The consumer’s issue:
“I bought a car with a nine-speed gearbox. In manual mode, I can select ninth gear at around 70 mph but in automatic mode, ninth gear won’t select until 74 mph, meaning I can’t legally use ninth gear in this country. I think I should be able to use all of the gears, as that’s what I bought, and I would like the manufacturer to change the settings of the gearbox to allow automatic mode to select ninth gear at 70 mph.”
The accredited business’ response:
- The car has been tested and is performing according to the manufacturer’s specifications.
- The gearbox will adapt to individual driving style and will select the gear that is best for efficiency and fuel consumption.
- The gearbox is designed for a range of markets and is not specifically meant to engage ninth gear at 70 mph. We don’t consider that a repair is necessary.
The adjudication outcome:
- The adjudicator didn’t uphold the consumer’s complaint. There were no reported defects with the gearbox after testing, and no advertising that said the gearbox was meant to engage ninth gear at 70 mph.

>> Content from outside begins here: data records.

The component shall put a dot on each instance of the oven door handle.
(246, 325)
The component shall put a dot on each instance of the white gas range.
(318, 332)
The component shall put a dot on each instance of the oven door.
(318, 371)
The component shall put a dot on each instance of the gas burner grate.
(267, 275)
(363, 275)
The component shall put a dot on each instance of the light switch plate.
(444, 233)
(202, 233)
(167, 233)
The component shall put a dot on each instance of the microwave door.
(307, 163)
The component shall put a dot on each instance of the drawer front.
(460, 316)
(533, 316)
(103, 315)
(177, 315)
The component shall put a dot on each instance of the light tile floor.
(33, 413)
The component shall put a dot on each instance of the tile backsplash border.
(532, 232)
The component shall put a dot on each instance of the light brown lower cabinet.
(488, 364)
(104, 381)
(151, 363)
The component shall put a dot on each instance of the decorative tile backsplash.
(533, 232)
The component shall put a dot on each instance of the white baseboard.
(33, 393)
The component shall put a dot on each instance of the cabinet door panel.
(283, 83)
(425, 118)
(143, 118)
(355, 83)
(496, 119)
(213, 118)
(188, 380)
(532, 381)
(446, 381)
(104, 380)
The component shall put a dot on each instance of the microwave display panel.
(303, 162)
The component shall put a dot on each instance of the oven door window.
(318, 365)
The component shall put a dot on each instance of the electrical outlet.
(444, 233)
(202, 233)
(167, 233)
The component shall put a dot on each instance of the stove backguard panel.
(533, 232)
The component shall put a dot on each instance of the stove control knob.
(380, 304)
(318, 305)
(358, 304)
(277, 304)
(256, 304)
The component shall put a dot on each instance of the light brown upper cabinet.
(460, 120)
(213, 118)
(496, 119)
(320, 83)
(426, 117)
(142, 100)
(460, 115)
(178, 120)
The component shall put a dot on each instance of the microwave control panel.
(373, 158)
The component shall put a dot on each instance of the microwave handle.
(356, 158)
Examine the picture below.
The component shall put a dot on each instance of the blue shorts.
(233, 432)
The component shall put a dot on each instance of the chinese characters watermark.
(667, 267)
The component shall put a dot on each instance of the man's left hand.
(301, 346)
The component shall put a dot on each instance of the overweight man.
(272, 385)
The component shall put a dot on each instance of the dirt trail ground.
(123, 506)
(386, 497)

- The consumer remained unhappy as he felt it was reasonable for him to expect to be able to use all nine gears based on the fact that he bought a nine-speed gearbox.
The ombudsman’s final decision:
- The ombudsman explained that the Code of Practice for New Cars has two purposes in this context – to ensure advertising is clear and not misleading, and that if there is a manufacturing defect, it is rectified free of charge under warranty.
- Here, the advertising just said it was a nine-speed gearbox and didn’t specify that this meant the car would utilise all gears at any given time. Therefore, the advertising could not be seen as misleading.
- Additionally, the gearbox had been tested and road-tested, and no faults had been found so there was no manufacturing defect for the warranty to rectify.
- The consumer was advised to contact the seller as this fell more into whether the car was of satisfactory quality, and it is the retailer that is responsible for this, not the manufacturer.